I think that might actually be a good thing; Tesla seems to be adjusting it. They just need to adjust it the opposite way.
The car is taking extremely strange routes to very… https://t.co/UHg3tVfNA2
— TESLARATI (@Teslarati) June 16, 2026
Reasoning, Scaling, and Intuition
Third, scaling navigation for unsupervised or robotaxi ambitions requires not just accuracy but adaptability and user-like reasoning. Current FSD often defaults to single routes that ignore driver preferences or real-world nuances like time-of-day traffic patterns. It fails to match the intuitive, context-aware planning that traditional systems have refined over the years.
Resolving navigation is critical for several reasons. Practically, it is the backbone of any autonomous journey: without trustworthy routing, the car cannot reliably reach destinations, rendering FSD useless for robotaxis or hands-free commutes. Safety depends on it—mismatched plans create hesitation in merges or intersections, increasing accident risk.
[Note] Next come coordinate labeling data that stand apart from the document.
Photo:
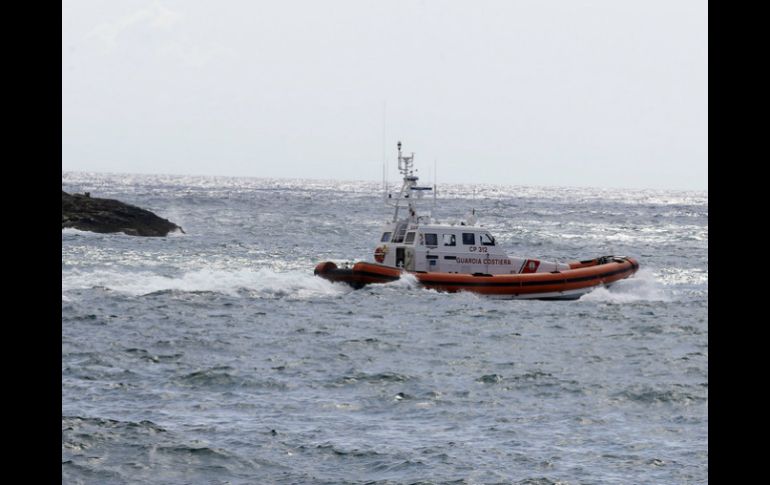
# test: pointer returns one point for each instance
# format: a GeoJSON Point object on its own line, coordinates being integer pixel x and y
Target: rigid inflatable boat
{"type": "Point", "coordinates": [465, 257]}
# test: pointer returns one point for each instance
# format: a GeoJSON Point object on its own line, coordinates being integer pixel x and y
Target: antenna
{"type": "Point", "coordinates": [434, 184]}
{"type": "Point", "coordinates": [384, 155]}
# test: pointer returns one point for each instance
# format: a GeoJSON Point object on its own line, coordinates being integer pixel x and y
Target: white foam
{"type": "Point", "coordinates": [643, 286]}
{"type": "Point", "coordinates": [258, 283]}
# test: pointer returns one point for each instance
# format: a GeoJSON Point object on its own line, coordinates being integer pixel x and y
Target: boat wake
{"type": "Point", "coordinates": [259, 283]}
{"type": "Point", "coordinates": [644, 286]}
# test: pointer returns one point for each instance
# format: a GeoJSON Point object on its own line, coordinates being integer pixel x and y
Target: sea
{"type": "Point", "coordinates": [215, 356]}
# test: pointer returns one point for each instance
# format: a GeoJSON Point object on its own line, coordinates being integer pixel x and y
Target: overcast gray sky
{"type": "Point", "coordinates": [565, 93]}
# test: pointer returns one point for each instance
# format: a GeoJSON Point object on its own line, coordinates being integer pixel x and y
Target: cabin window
{"type": "Point", "coordinates": [487, 240]}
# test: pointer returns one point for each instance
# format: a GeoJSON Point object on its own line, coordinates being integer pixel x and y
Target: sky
{"type": "Point", "coordinates": [550, 93]}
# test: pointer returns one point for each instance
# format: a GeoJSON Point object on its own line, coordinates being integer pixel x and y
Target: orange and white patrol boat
{"type": "Point", "coordinates": [465, 257]}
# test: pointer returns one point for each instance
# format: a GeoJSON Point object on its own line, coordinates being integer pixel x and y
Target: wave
{"type": "Point", "coordinates": [261, 282]}
{"type": "Point", "coordinates": [643, 286]}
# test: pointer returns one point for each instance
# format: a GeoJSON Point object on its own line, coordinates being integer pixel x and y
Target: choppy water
{"type": "Point", "coordinates": [217, 356]}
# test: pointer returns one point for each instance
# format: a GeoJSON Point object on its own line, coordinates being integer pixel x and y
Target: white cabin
{"type": "Point", "coordinates": [415, 243]}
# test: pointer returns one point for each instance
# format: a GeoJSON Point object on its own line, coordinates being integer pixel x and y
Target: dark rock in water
{"type": "Point", "coordinates": [108, 215]}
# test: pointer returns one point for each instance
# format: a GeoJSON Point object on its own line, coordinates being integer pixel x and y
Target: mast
{"type": "Point", "coordinates": [409, 187]}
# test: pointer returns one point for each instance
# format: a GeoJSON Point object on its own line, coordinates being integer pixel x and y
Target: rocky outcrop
{"type": "Point", "coordinates": [87, 213]}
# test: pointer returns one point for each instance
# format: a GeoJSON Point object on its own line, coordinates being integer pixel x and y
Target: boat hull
{"type": "Point", "coordinates": [581, 278]}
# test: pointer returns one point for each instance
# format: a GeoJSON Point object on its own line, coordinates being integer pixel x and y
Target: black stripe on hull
{"type": "Point", "coordinates": [519, 284]}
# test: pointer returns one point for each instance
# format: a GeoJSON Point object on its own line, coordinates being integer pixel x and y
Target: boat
{"type": "Point", "coordinates": [464, 256]}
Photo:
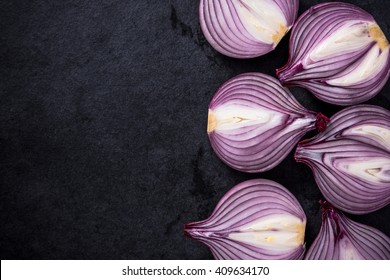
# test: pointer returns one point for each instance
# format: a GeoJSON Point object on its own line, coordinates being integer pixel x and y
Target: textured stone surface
{"type": "Point", "coordinates": [103, 145]}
Economically, Tesla’s valuation and future hinge on FSD delivering unsupervised driving; persistent navigation flaws delay regulatory approval and erode consumer confidence. For owners who paid premiums for FSD, these issues represent unfulfilled promises. While it is unlikely Tesla will lose too many customers due to bad navigation, some will be frustrated with the constant need for human input.
Tesla has achieved miracles in electric vehicles and battery tech. Mastering turn-by-turn—technology Garmin nailed in the early 2000s—should not be this hard. By investing in tighter data integration, faster learning loops from interventions, and more intuitive routing algorithms, Tesla could close this gap.
Until then, FSD’s navigation struggles highlight a humbling truth: even the most ambitious innovator must sometimes master the basics before conquering the future.